Recent currency depreciations have put further upward pressure on prices. Nearly half of the central banks of the region that have inflation targets contended with inflation levels that exceeded the upper limits in early 2021, and policy rates have been raised in several countries. Fiscal support packages enacted to address the economic shock associated with the pandemic are expected to be partially unwound this year. Due to the large fiscal response and last year’s contraction in output, median public debt is expected to be 54% of GDP by end-2022, nearly 15 percentage points higher than in 2019. However, targeted fiscal support is estimated to have averted a large spike in poverty and job losses.
The regional economy is forecast to expand a stronger-than-expected 3.9% in 2021, partly due to improvement in the euro area. However, the outlook remains challenging given the recent worsening of the pandemic, tighter macroeconomic policy, and elevated policy uncertainty and geopolitical tensions. The forecast is predicated on a faster pace of vaccination in the second half of the year in the region’s largest economies. Growth is expected to stabilize at 3.9% in 2022. However, per capita GDP in 2022 is forecast to be 5.3% below the level expected prior to the pandemic.
Growth in Russia, the region’s largest economy, is projected to reach 3.2% in 2021, supported by firming domestic demand and elevated energy prices. Tighter-than-expected macroeconomic policy and an escalation of geopolitical tensions in 2021 are weighing on the outlook. Growth is expected to remain steady at 3.2% in 2022. In Turkey, the second largest economy in the region, growth is projected to rise to 5% in 2021, as exports benefit from firming external demand, before moderating to 4.5% in 2022.
In Central Europe, growth is projected at 4.6% in both 2021 and 2022, supported by a recovery in trade. Exceptional policy accommodation is expected to continue through 2021, and sizeable EU fund packages for member states should help mitigate weakness in investment. Growth in the Western Balkans is forecast to rebound to 4.4% this year and moderate to 3.7% in 2022, assuming consumer and business confidence revives as vaccination takes place and political instability eases. The South Caucasus is projected to return to growth in 2021, expanding 3.6% and strengthening to 4.2% in 2022, predicated on dissipation of shocks related to the pandemic and to conflict.
Eastern Europe is projected to expand 1.9% in 2021 and 2.8% in 2022, as the recovery is constrained by geopolitical tensions, subdued domestic demand, and structural weakness. Growth in Central Asia is forecast to recover to 3.7% in 2021 and 4.3% in 2022, supported by a modest rise in commodity prices, relaxation of production cuts among major oil producers, and increased foreign direct investment.
Risks to the outlook are tilted to the downside. Although the region has had some success in administering the vaccine in some countries – mainly in Central Europe, the Western Balkans, and Turkey – deployment elsewhere has lagged. The pandemic could also add a further drag to already slowing investment in human and physical capital.

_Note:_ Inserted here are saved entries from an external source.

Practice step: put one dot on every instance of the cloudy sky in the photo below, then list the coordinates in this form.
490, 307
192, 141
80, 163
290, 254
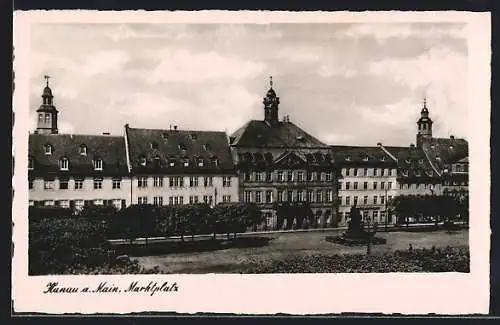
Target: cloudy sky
351, 84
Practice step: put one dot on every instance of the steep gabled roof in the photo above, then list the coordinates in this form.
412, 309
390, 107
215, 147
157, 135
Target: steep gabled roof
160, 147
445, 151
111, 149
283, 135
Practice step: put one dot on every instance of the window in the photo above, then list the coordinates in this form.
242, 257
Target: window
280, 196
300, 196
63, 183
258, 196
158, 200
97, 183
116, 183
97, 164
269, 196
208, 181
142, 182
78, 183
158, 181
329, 196
248, 196
48, 149
64, 164
48, 184
83, 150
319, 196
193, 181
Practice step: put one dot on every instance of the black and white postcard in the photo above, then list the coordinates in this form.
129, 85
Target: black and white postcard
251, 162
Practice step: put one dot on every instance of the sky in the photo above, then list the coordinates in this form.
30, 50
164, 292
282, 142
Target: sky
352, 84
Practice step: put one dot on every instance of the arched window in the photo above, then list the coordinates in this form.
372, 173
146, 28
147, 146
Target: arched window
64, 163
97, 162
83, 150
48, 149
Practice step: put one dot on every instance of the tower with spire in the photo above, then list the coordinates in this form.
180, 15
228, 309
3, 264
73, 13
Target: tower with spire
47, 112
271, 103
424, 124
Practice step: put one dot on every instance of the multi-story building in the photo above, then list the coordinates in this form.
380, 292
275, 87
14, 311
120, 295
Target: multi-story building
74, 170
180, 167
279, 164
367, 180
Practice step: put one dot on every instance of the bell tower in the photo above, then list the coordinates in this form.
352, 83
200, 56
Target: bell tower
424, 124
271, 103
47, 112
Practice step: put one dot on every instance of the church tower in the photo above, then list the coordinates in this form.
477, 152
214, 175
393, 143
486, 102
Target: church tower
424, 124
47, 112
271, 102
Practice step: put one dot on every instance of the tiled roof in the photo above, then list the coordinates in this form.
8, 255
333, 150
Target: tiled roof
356, 155
158, 149
445, 151
412, 162
111, 149
259, 134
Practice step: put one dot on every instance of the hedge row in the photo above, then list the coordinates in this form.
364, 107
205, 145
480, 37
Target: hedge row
421, 260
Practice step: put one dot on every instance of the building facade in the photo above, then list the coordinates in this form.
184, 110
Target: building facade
72, 171
283, 168
172, 167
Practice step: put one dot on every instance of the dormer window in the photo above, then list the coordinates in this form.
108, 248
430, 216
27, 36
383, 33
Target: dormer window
97, 164
64, 164
48, 149
83, 150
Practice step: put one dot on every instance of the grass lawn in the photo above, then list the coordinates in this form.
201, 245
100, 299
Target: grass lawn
286, 245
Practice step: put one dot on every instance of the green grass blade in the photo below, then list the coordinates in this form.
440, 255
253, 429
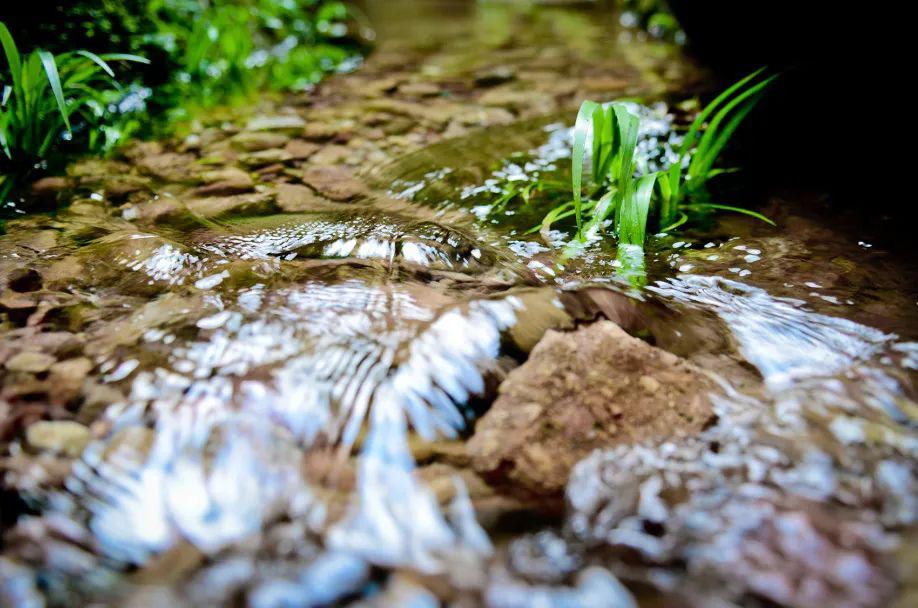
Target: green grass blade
683, 218
98, 61
12, 56
54, 79
719, 207
635, 210
581, 127
124, 57
689, 140
706, 153
704, 162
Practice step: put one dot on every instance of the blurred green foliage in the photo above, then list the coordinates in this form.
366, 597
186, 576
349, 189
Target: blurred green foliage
201, 54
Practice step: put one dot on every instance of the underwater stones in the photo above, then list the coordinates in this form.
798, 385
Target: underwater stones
494, 76
419, 89
48, 188
336, 183
296, 198
593, 387
254, 141
66, 378
224, 182
300, 149
156, 211
279, 122
24, 280
264, 158
170, 167
725, 513
119, 187
29, 362
256, 203
58, 436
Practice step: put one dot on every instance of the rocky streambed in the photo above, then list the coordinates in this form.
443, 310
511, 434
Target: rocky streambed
288, 358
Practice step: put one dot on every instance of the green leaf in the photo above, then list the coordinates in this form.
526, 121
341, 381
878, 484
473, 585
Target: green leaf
54, 79
581, 127
635, 210
689, 140
98, 61
12, 56
729, 208
125, 57
714, 140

Financial stress is another risk to the outlook. Intensifying geopolitical tensions or further rises in policy uncertainty pose additional downside risks in the region.
World Bank Group COVID-19 Response
Since the start of the COVID-19 pandemic, the World Bank Group has committed over $125 billion to fight the health, economic, and social impacts of the pandemic, the fastest and largest crisis response in its history. The financing is helping more than 100 countries strengthen pandemic preparedness, protect the poor and jobs, and jump start a climate-friendly recovery. The Bank is also providing $12 billion to help low- and middle-income countries purchase and distribute COVID-19 vaccines, tests, and treatments.